Hi curiouscat,
Thanks for your reply. I've tried to address your questions in turn, hope it helps!
When you say "notice some kind of chemocline" what exactly do you mean?
When I add the algae culture to the sterilised seawater there is the same mixing you see in haloclines, although I know it is not due to a difference of salinities in this case. I can't describe it any better than that... its looks like it almost has a viscous appearance at the boundary where the two liquids mix. My thinking was if its not salinity-driven could it be some other difference in properties between the two liquids (another chemocline for example)? This is my best attempt at a biologist trying to be a chemist!
Are you sure the sterilization makes it toxic? Or is it already toxic.
The same seawater source has been used to grow algae without sterilisation on several occasions.

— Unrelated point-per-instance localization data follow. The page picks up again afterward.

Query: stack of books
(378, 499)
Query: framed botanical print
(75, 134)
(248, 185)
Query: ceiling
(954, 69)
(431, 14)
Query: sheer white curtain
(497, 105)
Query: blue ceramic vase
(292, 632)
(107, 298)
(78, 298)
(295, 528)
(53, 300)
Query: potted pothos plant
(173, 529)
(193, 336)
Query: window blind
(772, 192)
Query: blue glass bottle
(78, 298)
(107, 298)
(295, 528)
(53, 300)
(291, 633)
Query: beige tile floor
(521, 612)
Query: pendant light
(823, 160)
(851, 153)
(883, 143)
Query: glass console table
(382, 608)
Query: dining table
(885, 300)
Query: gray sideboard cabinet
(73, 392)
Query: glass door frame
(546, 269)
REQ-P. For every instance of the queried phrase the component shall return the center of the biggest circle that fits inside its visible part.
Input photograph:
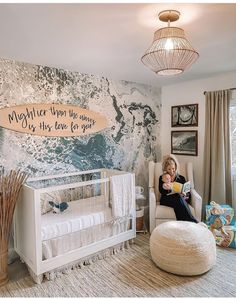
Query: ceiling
(109, 39)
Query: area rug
(132, 274)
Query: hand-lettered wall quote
(52, 120)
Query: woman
(179, 202)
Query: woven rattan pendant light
(170, 53)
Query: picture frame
(184, 142)
(184, 115)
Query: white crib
(46, 241)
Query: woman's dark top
(179, 179)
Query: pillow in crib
(44, 203)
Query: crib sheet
(80, 215)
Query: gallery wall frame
(184, 115)
(184, 142)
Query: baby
(166, 178)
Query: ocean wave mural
(128, 143)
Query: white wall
(191, 92)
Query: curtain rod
(233, 88)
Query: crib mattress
(80, 215)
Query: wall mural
(129, 141)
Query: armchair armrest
(152, 209)
(196, 203)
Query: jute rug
(132, 274)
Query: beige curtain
(217, 151)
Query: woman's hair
(169, 160)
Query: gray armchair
(159, 213)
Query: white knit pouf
(183, 248)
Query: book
(180, 188)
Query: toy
(216, 219)
(58, 208)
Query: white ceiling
(109, 39)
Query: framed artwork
(184, 143)
(184, 115)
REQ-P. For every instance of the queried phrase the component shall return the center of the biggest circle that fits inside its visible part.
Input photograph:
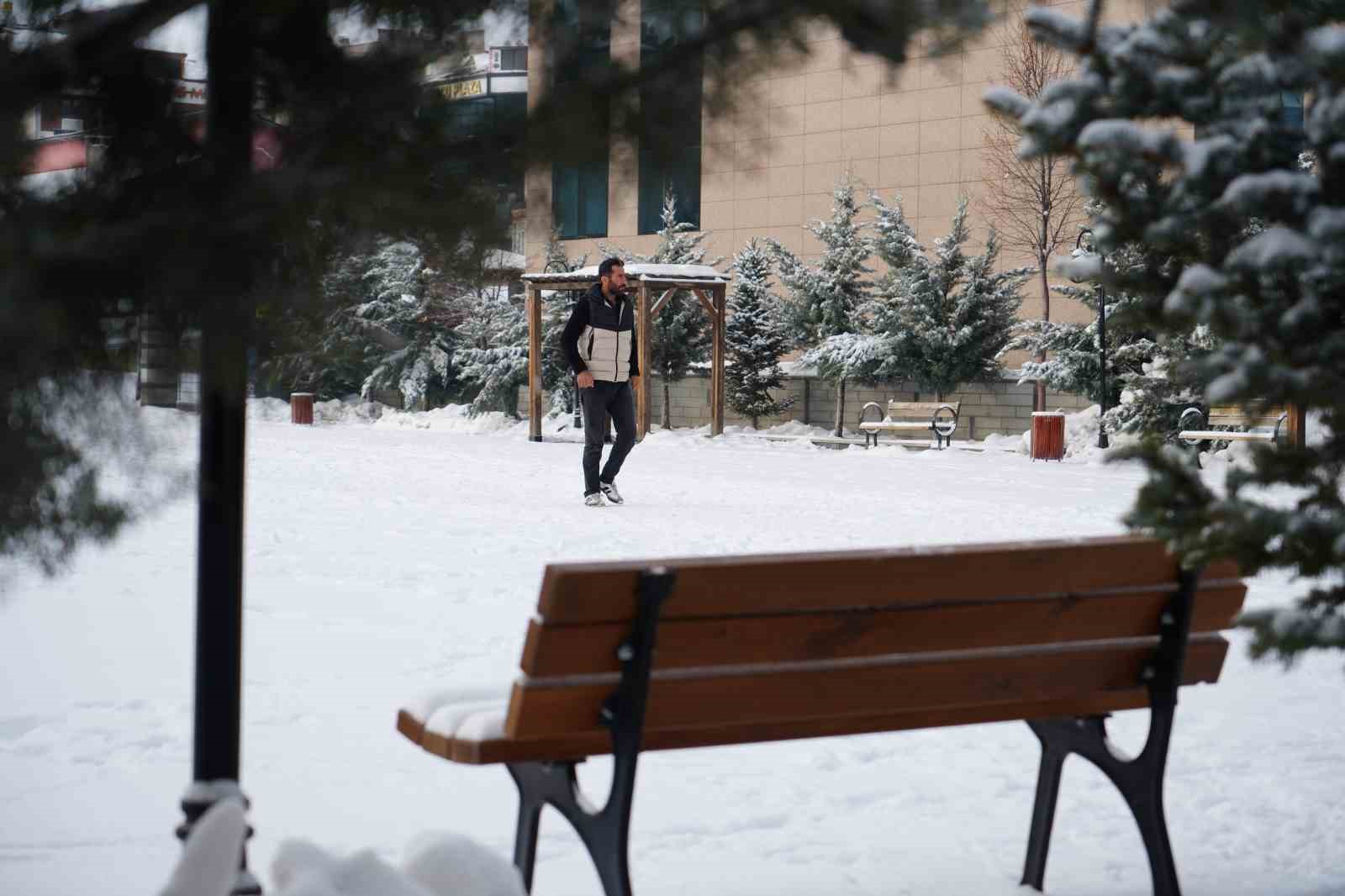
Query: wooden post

Can you try growing some in a 5L sample that was not subject to your sterilization procedure?
This is currently happening. I will report back!
Can you try growing some in water that got the Hypochlorite treatment but no aeration (exact same water; it may have changed since your last test)?
Have done previously but without aeration it was very difficult to remove the final chlorine gas from the seawater before adding the algae. Either the sterilised seawater (without aeration) was toxic or chlorine remained in solution. My observations suggests that the precipitate forms without aeration, but that aeration greatly accelerates this.
Can you try growing some in water that got just aeration but no hypochlorite?
The previous attempts at growing in non-sterilised seawater were aerated. This is common practice in algae culturing, with only a few species disliking it.
Could the ppt be a red herring? Are you sure the ppt has anything to do with algal death?
Algae are typically tolerant to a range of salinities (although how much of a range is species-specific). They are certainly tolerant to the differences we're talking about here.
Also, if as you report the algae grew fine even without your sterilization is there a specific reason you want to sterilize the water?
Sterilisation is required for keeping clean mono-cultures and reducing sources of biological contamination (be it other algae strains, bacteria, fungi or protozoan predators) that could be present in the seawater used. Typically, autoclaving is used, but that is beyond the resources I have available to me in the field.